I know a few women who pumped exclusively for 6 months to a year, and my admiration for them has grown by leaps and bounds. It is hard work. I haven't figured out a schedule yet, so I try to plan outings in 90 minute intervals, because I have to pump every 2-3 hours. No longer can I do several errands at once.

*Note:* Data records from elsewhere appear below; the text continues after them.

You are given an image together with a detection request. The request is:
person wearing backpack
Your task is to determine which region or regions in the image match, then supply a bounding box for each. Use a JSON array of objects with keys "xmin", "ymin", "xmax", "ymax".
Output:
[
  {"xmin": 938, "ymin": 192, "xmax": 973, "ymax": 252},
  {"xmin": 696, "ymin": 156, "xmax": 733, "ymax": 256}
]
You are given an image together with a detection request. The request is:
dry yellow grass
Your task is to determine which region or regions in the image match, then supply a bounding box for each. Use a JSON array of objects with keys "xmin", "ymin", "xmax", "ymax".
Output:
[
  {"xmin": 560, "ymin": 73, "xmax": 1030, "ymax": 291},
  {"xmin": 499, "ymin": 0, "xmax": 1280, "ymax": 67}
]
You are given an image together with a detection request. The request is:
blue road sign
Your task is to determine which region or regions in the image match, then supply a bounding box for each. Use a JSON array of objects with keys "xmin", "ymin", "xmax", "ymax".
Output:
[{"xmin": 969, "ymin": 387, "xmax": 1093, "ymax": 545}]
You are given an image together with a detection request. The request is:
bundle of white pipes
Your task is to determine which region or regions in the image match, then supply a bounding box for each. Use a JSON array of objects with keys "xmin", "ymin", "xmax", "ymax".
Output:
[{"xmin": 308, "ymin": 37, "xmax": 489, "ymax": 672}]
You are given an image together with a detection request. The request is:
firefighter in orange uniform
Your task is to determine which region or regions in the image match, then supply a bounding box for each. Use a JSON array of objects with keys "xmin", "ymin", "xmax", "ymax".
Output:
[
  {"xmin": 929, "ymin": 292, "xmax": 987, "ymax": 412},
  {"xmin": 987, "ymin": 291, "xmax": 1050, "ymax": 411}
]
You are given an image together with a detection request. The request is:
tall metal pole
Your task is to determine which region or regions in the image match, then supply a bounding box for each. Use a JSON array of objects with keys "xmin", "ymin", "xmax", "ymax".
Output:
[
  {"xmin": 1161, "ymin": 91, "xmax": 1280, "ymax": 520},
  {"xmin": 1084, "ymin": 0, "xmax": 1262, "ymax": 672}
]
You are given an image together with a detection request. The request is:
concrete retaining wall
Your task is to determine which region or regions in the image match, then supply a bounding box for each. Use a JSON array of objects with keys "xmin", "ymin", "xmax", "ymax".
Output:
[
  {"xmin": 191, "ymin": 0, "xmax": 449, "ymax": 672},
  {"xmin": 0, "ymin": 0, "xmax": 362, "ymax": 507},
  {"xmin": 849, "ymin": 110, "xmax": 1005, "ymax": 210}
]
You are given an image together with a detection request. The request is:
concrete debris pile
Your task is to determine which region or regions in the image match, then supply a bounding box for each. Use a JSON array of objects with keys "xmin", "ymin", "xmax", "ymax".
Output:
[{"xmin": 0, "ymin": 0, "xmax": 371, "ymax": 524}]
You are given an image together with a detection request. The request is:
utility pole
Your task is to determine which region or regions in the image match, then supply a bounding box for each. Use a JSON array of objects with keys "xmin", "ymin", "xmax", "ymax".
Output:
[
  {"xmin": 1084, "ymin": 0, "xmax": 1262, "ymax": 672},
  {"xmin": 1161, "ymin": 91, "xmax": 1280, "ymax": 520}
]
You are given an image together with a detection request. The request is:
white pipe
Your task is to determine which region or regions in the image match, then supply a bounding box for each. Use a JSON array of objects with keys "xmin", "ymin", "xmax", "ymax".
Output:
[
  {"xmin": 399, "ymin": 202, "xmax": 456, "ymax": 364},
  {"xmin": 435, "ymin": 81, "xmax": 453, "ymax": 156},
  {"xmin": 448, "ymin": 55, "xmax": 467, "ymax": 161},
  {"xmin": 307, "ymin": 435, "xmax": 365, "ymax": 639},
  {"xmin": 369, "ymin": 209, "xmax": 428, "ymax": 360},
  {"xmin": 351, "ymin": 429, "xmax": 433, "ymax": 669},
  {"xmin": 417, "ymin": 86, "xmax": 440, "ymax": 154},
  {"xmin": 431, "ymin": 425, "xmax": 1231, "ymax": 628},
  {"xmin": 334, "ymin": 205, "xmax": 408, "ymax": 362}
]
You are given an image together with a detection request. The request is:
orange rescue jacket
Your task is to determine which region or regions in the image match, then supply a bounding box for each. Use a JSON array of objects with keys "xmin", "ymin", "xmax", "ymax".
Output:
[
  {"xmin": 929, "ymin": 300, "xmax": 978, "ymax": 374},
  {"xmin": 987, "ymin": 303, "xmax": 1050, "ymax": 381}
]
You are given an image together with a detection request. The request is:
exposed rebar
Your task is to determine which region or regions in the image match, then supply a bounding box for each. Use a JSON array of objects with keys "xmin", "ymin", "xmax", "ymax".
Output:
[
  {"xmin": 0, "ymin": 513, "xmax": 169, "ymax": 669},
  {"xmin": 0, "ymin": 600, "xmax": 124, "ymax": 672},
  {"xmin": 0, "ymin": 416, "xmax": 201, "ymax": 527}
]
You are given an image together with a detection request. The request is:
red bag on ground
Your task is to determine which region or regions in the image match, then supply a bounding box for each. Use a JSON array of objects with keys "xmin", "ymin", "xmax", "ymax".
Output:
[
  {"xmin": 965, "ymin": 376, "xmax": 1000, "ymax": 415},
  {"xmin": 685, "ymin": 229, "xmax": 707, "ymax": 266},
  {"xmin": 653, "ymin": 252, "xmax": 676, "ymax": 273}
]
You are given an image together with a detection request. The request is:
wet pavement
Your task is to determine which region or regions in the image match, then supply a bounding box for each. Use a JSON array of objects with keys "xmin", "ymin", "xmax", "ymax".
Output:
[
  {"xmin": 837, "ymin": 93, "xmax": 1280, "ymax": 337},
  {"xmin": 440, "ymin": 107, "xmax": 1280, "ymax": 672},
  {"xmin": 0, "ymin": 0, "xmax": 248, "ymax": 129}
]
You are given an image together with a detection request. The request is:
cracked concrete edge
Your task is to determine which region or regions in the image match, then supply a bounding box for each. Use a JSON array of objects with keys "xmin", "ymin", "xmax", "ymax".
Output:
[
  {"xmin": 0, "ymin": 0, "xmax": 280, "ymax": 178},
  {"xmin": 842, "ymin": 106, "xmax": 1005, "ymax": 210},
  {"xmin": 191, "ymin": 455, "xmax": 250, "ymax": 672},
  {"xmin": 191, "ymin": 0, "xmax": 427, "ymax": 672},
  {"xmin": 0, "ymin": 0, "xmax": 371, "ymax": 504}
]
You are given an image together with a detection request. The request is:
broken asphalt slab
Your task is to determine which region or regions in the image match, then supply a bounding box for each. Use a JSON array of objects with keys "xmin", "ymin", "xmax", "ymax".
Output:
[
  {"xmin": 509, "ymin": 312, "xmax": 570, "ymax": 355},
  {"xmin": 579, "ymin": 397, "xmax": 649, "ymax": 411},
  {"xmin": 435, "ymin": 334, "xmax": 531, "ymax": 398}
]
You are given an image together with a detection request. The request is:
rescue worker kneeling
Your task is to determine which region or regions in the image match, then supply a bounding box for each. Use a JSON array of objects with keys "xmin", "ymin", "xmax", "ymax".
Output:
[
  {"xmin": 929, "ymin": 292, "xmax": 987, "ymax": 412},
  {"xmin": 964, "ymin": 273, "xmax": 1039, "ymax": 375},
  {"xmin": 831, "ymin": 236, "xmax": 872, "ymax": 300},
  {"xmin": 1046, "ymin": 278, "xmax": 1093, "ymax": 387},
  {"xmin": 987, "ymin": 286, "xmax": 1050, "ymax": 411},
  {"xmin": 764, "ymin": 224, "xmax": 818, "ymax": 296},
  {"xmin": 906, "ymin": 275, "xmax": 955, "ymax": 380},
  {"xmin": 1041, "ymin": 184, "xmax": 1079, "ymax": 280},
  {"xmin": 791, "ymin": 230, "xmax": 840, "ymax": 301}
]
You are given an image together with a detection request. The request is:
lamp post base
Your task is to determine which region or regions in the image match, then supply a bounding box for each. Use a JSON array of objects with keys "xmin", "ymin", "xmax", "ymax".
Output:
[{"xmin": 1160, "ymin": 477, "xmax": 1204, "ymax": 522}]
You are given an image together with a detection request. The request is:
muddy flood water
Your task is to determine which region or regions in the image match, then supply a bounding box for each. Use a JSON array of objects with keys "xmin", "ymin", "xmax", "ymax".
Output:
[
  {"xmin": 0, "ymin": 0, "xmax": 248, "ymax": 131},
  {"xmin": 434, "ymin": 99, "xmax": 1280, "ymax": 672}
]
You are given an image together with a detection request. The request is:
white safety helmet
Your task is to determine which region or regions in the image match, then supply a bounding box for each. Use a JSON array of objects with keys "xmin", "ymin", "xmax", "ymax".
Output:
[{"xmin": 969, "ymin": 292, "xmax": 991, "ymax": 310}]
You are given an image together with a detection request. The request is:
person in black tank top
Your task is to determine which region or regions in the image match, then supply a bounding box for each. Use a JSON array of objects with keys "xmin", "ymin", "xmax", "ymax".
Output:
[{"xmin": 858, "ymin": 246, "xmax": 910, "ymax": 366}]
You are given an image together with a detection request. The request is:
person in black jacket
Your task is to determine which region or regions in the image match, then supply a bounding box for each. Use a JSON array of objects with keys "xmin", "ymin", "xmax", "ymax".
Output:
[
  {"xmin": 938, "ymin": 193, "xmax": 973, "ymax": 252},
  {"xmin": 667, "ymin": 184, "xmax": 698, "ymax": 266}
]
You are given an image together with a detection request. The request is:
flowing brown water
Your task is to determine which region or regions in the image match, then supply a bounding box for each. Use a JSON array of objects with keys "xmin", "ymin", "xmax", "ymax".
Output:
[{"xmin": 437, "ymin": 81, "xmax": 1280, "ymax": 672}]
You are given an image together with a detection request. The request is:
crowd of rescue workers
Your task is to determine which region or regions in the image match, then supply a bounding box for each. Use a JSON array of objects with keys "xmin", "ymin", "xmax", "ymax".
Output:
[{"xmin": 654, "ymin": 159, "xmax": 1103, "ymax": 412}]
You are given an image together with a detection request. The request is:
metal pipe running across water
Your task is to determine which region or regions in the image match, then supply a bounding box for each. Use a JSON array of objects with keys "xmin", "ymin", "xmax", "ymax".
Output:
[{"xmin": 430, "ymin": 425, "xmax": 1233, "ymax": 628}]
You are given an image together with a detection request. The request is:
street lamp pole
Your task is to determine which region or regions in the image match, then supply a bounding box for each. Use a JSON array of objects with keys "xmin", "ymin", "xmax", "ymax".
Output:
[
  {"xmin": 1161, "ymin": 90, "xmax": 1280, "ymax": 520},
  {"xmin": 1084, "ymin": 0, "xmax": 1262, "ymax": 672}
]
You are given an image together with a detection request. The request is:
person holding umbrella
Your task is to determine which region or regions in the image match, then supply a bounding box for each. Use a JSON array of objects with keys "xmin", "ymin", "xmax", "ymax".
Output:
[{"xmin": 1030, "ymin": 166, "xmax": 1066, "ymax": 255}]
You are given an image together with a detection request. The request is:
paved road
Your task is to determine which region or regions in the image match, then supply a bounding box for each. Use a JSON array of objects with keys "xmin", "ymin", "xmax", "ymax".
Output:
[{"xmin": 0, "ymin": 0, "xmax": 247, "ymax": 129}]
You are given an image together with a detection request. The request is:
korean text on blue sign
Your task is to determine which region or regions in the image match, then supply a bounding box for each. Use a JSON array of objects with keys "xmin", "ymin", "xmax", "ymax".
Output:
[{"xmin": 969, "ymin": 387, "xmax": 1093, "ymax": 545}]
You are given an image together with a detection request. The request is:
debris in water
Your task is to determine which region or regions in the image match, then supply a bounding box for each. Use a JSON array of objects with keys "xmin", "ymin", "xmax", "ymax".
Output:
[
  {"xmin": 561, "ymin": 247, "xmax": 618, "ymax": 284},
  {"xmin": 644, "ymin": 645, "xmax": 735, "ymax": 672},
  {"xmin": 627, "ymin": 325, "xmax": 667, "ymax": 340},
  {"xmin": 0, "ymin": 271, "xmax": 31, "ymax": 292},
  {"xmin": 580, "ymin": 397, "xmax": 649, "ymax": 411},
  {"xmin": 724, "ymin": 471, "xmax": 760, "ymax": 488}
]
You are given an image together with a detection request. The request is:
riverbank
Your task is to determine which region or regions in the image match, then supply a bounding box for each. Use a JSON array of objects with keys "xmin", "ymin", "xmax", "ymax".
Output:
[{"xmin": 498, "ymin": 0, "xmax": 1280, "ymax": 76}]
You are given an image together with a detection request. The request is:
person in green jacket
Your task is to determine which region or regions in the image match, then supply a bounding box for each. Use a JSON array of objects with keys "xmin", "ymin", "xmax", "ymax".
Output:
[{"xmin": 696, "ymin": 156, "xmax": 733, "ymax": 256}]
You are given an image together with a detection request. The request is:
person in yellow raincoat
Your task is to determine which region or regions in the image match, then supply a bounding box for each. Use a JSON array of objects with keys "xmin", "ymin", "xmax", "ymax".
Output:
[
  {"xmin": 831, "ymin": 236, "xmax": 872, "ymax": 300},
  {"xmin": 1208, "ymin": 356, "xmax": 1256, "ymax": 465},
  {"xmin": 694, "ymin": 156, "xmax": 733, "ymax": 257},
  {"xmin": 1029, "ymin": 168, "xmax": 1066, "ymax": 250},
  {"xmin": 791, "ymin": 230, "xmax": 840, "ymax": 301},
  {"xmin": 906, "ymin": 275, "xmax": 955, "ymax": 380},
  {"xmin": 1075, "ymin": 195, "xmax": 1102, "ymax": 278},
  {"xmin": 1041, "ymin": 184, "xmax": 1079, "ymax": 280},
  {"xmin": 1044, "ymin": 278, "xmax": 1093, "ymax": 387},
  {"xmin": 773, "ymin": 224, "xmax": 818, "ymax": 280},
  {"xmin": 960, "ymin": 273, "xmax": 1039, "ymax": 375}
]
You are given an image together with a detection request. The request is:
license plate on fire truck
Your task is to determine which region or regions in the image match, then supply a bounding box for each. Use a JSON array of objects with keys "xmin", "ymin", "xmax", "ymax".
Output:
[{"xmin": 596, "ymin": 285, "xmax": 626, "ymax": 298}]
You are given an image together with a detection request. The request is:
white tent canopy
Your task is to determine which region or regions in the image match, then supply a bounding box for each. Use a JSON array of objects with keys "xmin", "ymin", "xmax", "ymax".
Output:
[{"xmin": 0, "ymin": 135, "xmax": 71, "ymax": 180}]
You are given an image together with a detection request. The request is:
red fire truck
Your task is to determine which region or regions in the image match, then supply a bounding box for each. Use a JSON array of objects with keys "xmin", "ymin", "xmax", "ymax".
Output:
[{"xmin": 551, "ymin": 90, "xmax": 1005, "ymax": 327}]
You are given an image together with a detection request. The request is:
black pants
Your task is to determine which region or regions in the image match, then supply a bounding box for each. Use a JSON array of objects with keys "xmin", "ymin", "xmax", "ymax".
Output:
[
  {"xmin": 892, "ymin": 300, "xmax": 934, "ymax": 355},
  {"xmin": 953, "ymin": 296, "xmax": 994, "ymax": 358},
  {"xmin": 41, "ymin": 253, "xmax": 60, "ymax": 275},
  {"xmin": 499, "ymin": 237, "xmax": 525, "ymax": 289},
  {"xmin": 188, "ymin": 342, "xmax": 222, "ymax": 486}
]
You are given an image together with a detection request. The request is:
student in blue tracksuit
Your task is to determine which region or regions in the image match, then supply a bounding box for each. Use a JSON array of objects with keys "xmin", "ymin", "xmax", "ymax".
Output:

Emmett has also had to sacrifice additional time and energy while I pump. I can't do many other things while I'm pumping, so he's stepped up in every way - getting dinner, doing baths and bedtime with the older kids, and running assorted errands. He would have had to do some of that anyway, but he's gone above and beyond the call of duty. It also helped to have family in town for a few weeks. My mom and Emmett's parents took turns visiting. They entertained Evan and Corrie, fed Ben bottles while I was pumping, and did multiple loads of laundry and dishes.

Not being able to breastfeed has been ... humbling. I didn't realize how proud I was of my ability to feed my babies! The first Sunday back at church, Emmett pulled out a bottle to feed Ben, while I felt self-conscious. I don't think anyone at church cares - at all - about how I feed my children, but evidently, I do.

I'm pleased that we've made it through the first month, and I'm committed to pumping through the end of month two. We'll decide on a monthly basis what our family can manage. Fortunately, I've been able to store lots of milk in the freezer, so that will help if I do need to stop pumping. And I'm holding out hope that as Ben gets older - and his heart improves - we'll be able to establish a regular nursing relationship.